Lawrence Wilkerson told the story to The Hill in 2007:

“The Defense Department, with Feith, Cambone, Wolfowitz Rumsfeld, was dispatching a person to Taiwan every week … essentially to tell Chen Shui-bian … that independence was a good thing.”

Wilkerson said Powell would then dispatch his own envoy “right behind that guy, every time they sent somebody, to disabuse the entire Taiwanese national security apparatus of what they’d been told by the Defense Department.”

“This went on,” he said of the pro-independence efforts, “until George Bush weighed in and told Rumsfeld to cease and desist told him multiple times to re-establish military-to-military relations with China.”

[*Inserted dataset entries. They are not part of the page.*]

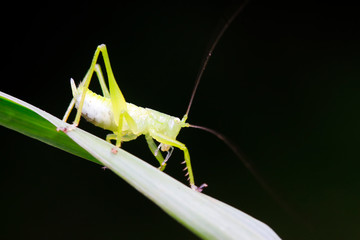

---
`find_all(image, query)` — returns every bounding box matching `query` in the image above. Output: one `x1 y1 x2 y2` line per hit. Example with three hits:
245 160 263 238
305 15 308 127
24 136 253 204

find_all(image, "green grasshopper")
60 2 249 192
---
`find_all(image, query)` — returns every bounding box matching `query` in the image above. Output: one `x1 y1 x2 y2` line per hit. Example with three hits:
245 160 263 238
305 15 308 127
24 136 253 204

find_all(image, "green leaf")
0 91 281 240
0 92 100 165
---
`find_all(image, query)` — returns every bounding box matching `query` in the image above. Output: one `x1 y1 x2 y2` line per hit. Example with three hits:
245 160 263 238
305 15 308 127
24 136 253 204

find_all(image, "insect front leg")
149 131 207 192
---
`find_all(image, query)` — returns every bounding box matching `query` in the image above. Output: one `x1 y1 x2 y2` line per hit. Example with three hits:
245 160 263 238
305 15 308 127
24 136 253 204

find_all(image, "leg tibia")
94 64 110 98
72 46 103 126
62 98 75 123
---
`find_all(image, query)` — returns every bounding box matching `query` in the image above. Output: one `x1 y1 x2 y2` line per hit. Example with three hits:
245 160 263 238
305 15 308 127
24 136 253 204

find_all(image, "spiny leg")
145 134 166 171
149 131 207 192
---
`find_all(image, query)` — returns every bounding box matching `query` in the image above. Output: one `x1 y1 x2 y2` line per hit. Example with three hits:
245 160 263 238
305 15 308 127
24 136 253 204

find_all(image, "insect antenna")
184 1 299 220
183 0 273 191
189 125 279 201
189 124 300 221
185 0 249 118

Today things are a little different and how to fight a Taiwan war with a massively bulked up PRC military is a matter of anxious discussion in Washington.  The conventional deterrence façade is crumbling, there is, I hope, a deficit of enthusiasm for entering into a nuclear exchange, limited or otherwise, with the PRC, over Taiwan.  Shared, I expect, by Taiwan itself.

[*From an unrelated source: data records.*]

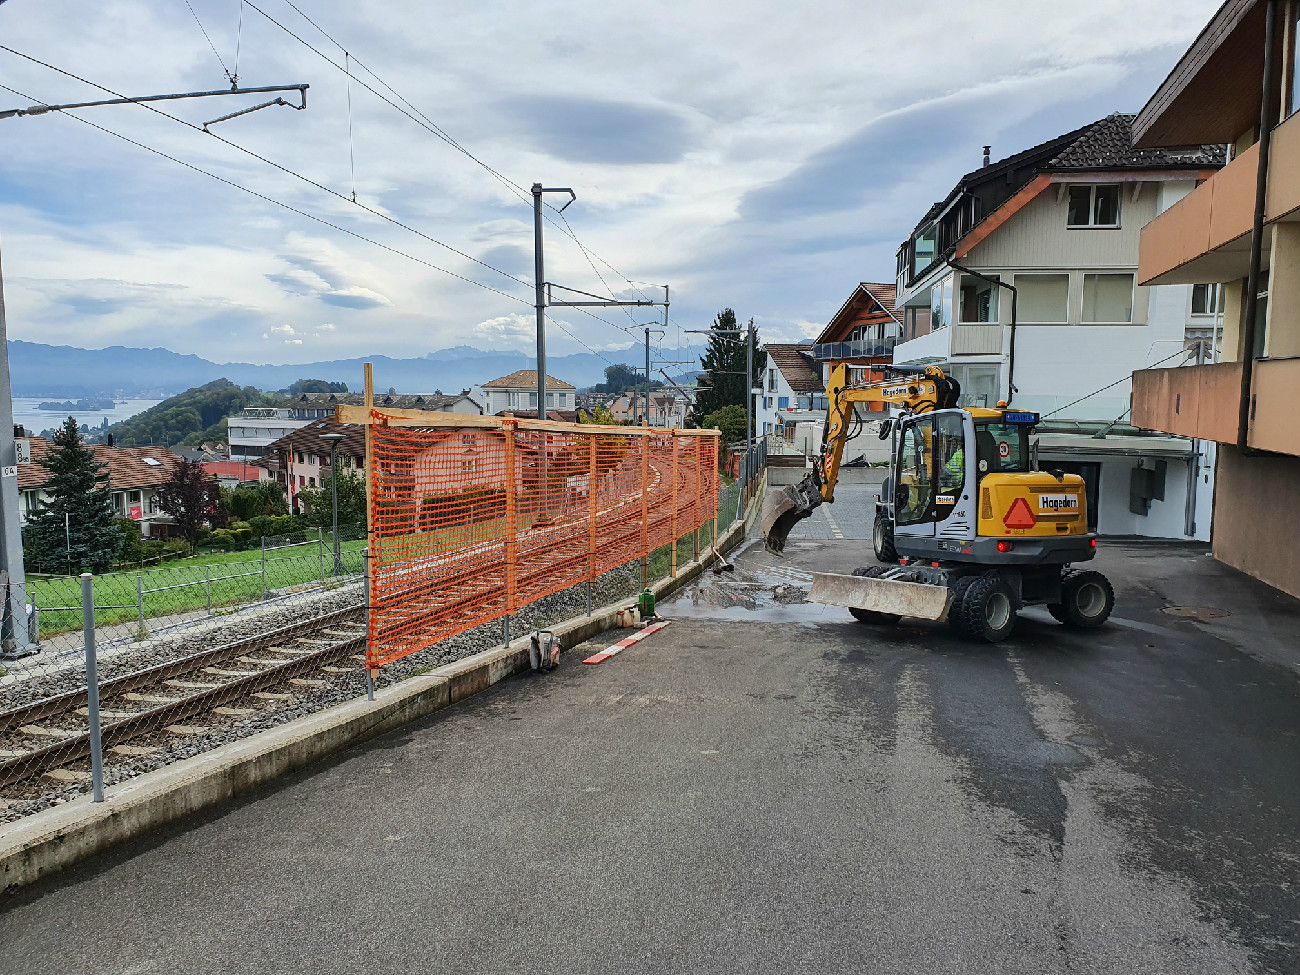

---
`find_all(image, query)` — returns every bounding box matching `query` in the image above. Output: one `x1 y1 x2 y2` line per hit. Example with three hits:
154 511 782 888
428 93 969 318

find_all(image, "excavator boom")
762 364 959 552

The Trump team may still be in thrall to the dream of exterminating Chinese Communism by severing its Middle East energy lifeline — the anti-Iran obsession of the current outfit probably harks back to the Cheney Clean Break strategy — but I expect they will find Taiwan considerably less eager to roll the dice with independence and help precipitate an existential crisis for the CCP.

Don’t expect Taiwan independence, in other words, but expect some Trump blame-fingering at the pivoteers for letting America’s window of military opportunity in the Taiwan Strait slide shut during the Obama era.

And there will be limited coddling of the PRC’s sensitivities when it comes to supporting Taiwan.

I think the old-school China hawks who are reportedly gathering around Trump will be of the opinion that it’s up to Taiwan to decide what risks it wants to take in the relationship, not for the United States to discourage it.  If Tsai wants to talk to the US president, good for her and to heck with China.  It’s her country and her neck. In fact, from their perspective, there’s no harm in encouraging Taiwan to push the envelope, and see how far it can take things in its dealings with the PRC and the United States.

And if the PRC wants to make something of it, well — in the immortal words of George W. Bush when he dared the Iraq insurgency to slug it out with the US occupying forces — “bring it.”